February 26, 2013- Chugai Pharmaceutical Co., Ltd. [Head Office: Chuo-ku, Tokyo; Chairman and CEO: Osamu Nagayama (hereafter, Chugai)] and F. Hoffmann-La Roche Ltd. [Head Office: Basel, Switzerland. CEO: Severin Schwan] announced today that the U.S. Food and Drug Administration (FDA) accepted the biologics license application (BLA) which Genentech, Inc. [Head Office: California, U.S., CEO: Ian T. Clark], a member of the Roche Group, submitted to the FDA in December 2012, for the subcutaneous formulation of the humanized anti-human interleukin-6 (IL-6) receptor monoclonal antibody, Actemra® [generic name: tocilizumab (genetical recombination)] for adult rheumatoid arthritis(RA). The review period is scheduled to be ten months, based on the Prescription Drug User Fee Act (PDUFA) and the anticipated action date comes in October 2013.

This BLA is based on two phase III studies, SUMMACTA study and BREVACTA study. The SUMMACTA study is a non-inferiority study which was conducted in patients with moderate to severe, active RA who have had an inadequate response to DMARDs therapy that may have included (in up to 20% of patients) one or more anti-TNFs. Patients received either ACTEMRA®162 mg SC weekly or ACTEMRA® 8 mg/kg IV every 4 weeks. As a result, a similar proportion of RA patients in each group achieved an ACR20 response at Week 24. The BREVACTA study was conducted in patients with moderate to severe, active RA who had an inadequate response to DMARDs therapy. Patients received either ACTEMRA® 162 mg SC given every 2 weeks versus placebo given every 2 weeks, both in combination with DMARDs. As a result, more patients who received ACTEMRA® 162mg achieved ACR20 response at Week 24, compared to those who received placebo. In both studies, the safety profile was consistent with the previous findings.
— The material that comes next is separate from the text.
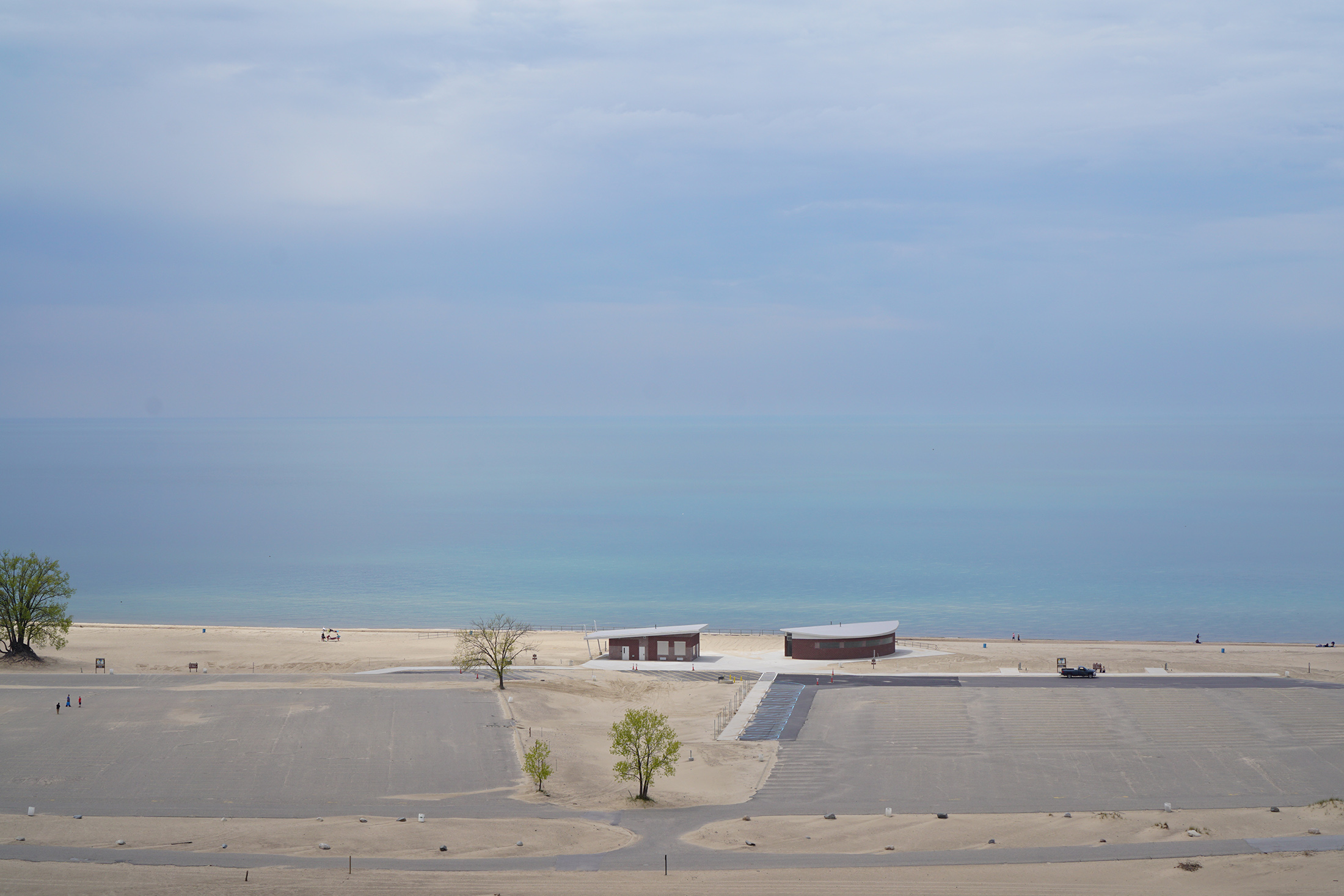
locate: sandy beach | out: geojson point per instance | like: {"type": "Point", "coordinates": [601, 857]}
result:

RA is a systemic inflammatory disease, with the main symptoms of multiple joint inflammation and progressive joint damage, and millions of patients are suffering from the pain and debilitating effects of the disease in the United States. Actemra®, created by Chugai in collaboration with Osaka University, utilizes genetic recombinant technology to produce monoclonal antibody from mouse anti-IL-6 receptor monoclonal antibody. It works by inhibiting IL-6 biological activity through competitively blocking the binding of IL-6 to its receptor.

In Japan, Actemra® was first launched in intravenous formulation in June 2005 by Chugai for Castleman's disease, following approval in April 2005. Subsequently, it was approved for the additional indications of RA (including prevention of structural damage of joints), polyarticular-course juvenile idiopathic arthritis and systemic juvenile idiopathic arthritis (sJIA) in April 2008. In the EU, approval was granted as brand name RoActemra® in January 2009 for the treatment of adult RA in people who have either responded inadequately to, or who were intolerant to, previous therapy with one or more DMARDs or TNF inhibitors. In the US, in January 2010, Actemra® was approved as the treatment of adult patients with moderately to severely active RA who have had an inadequate response to one or more TNF antagonist therapies, and the indication was expanded in October 2012 to “the treatment of adults with moderately to severely active rheumatoid arthritis (RA) who have had an inadequate response to one or more DMARDs”. Currently Actemra® is approved in more than 100 countries including India, Brazil, Switzerland and Australia. It was also approved in US in April 2011 and in EU in August 2011, for the treatment of active sJIA in patients two years of age and older. The subcutaneous formulation was submitted in Japan in March 2012, and in Europe in December 2012 at the same timing as the US.